Debt and Taxes

The hidden costs of ClintonCare


If you thought the savings-andloan bailout was a whopper, just wait. Inside the bowels of President Clinton's Health Security Act is a debt-creation scheme that could make S&L looters look like pikers.

Under the bill, individual health plans that get into financial trouble–say, by offering overly generous benefits–could stave off cash shortages by rationing care or by borrowing from the state, which would raise the money by taxing financially sound plans within the same regional health alliance. If an entire alliance runs out of money, Title IX, Subsection C allows it to borrow from the federal government. Such loans are permitted for shortfalls that result from an "estimation discrepancy," "an administrative error," or "the relative timing during the year in which amounts are received and payments are required to be made."

An alliance is supposed to repay its loans by increasing premiums or by getting more money from the state–in other words, by raising taxes. The secretary of the treasury can also unilaterally impose a payroll tax on members of the alliance to cover outstanding loans.

But antsy state and federal legislators could easily refuse to raise taxes merely to cover a health alliance's errors. Instead of cutting back health services, lawmakers would let the alliances off the hook and allow them to not repay the loans. It's also unlikely that a cabinet official would commit political suicide by raising taxes without the consent of Congress.

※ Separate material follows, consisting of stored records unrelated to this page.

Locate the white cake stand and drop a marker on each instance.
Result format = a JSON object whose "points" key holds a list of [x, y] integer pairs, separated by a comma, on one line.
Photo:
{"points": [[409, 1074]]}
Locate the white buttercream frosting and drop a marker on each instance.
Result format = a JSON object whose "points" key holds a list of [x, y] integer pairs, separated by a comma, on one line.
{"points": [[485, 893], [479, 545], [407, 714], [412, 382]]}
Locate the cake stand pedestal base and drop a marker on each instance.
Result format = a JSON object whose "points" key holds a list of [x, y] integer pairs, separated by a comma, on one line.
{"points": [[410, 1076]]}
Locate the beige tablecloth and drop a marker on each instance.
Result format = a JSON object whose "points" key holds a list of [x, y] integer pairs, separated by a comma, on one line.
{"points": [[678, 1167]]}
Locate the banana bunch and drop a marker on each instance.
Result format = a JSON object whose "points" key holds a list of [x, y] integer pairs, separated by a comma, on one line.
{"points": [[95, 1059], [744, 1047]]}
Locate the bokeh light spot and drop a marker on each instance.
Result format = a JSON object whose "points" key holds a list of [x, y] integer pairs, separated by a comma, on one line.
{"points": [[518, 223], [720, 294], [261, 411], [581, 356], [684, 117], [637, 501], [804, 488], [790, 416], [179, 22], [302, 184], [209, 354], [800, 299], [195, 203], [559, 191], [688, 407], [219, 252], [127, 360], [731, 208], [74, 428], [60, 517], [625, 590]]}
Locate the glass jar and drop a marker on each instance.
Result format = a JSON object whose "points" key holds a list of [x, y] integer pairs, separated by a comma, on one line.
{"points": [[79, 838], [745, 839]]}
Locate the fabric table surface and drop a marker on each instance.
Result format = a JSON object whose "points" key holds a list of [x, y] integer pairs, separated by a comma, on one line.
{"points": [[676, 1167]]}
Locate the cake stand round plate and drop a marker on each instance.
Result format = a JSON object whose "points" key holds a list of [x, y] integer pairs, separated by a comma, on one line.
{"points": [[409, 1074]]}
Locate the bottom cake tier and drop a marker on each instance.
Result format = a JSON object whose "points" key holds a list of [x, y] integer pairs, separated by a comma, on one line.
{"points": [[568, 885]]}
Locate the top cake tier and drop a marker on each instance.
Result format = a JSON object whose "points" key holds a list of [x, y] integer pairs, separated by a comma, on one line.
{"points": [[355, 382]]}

Rep. Christopher Cox (R-Calif.), a member of the House Budget Committee and the Joint Economic Committee, says the alliances might initially get a blank check. Once an agency gets the statutory authority to borrow money, he argues, it's easier to raise its debt limit than to repeal its borrowing powers. Cox predicts that alliances will use this credit scheme to run up huge tabs. But they won't have an endless source of funds. Ultimately, he says, "we'll get both–borrowing and rationing of care."